Flu Season 2013-2014

By: Alere Staff
Tue, 10/01/2013

Winter is the time for flu, but the exact timing and duration of flu seasons vary. While flu outbreaks can happen as early as October, most of the time flu activity peaks in January or later.

Influenza is a contagious respiratory illness caused by flu viruses. It can cause mild to severe illness. The flu is different than a cold. The flu usually comes on suddenly and symptoms often include:

  1. Fever
  2. Cough
  3. Sore Throat
  4. Runny or Stuffy Nose
  5. Muscle or Body Aches
  6. Headaches
  7. Fatigue (tiredness)

The Centers for Disease Control (CDC) recommends a yearly flu vaccine for everyone 6 months of age or older. While there are many different flu viruses, the flu vaccine is designed to protect against the three main flu strains that research indicates will cause the most illness during the flu season.1Getting the flu vaccine as soon as it becomes available each year is always a good idea, and the protection you get from vaccination will last throughout the season. For additional information about the flu shot and potential interaction with your INR, read our article.

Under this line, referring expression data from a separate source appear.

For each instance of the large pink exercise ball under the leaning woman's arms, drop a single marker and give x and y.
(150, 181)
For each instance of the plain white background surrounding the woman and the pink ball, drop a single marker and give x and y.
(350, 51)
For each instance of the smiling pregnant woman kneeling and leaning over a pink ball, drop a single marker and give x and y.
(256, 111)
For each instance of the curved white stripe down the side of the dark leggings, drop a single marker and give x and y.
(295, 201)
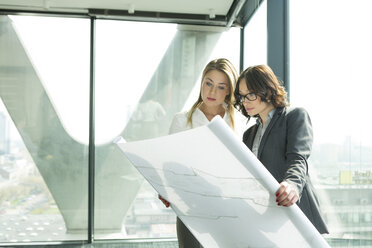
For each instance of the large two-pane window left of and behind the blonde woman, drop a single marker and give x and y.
(145, 73)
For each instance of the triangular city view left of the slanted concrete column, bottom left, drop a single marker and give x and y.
(28, 211)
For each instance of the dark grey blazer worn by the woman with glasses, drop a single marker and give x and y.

In addition, you can take everyday preventive steps like staying away from sick people and wash your hands to reduce the spread of germs. If you are sick with the flu, stay home from work or school to prevent spreading influenza to others.

If you do get sick with the flu, there are drugs that can treat flu illness. They are called antiviral drugs and they can make your illness milder and make you feel better faster. They can also prevent serious flu-related complications, like pneumonia. As always, if you are prescribed a new medication like an antiviral, make sure you notify your doctor that you have begun taking this medication.

  1. Kostova, et al "Influenza illness and hospitalizations averted by influenza vaccination in the United States, 2005" PLOS ONE 2013; 8(6): e66312.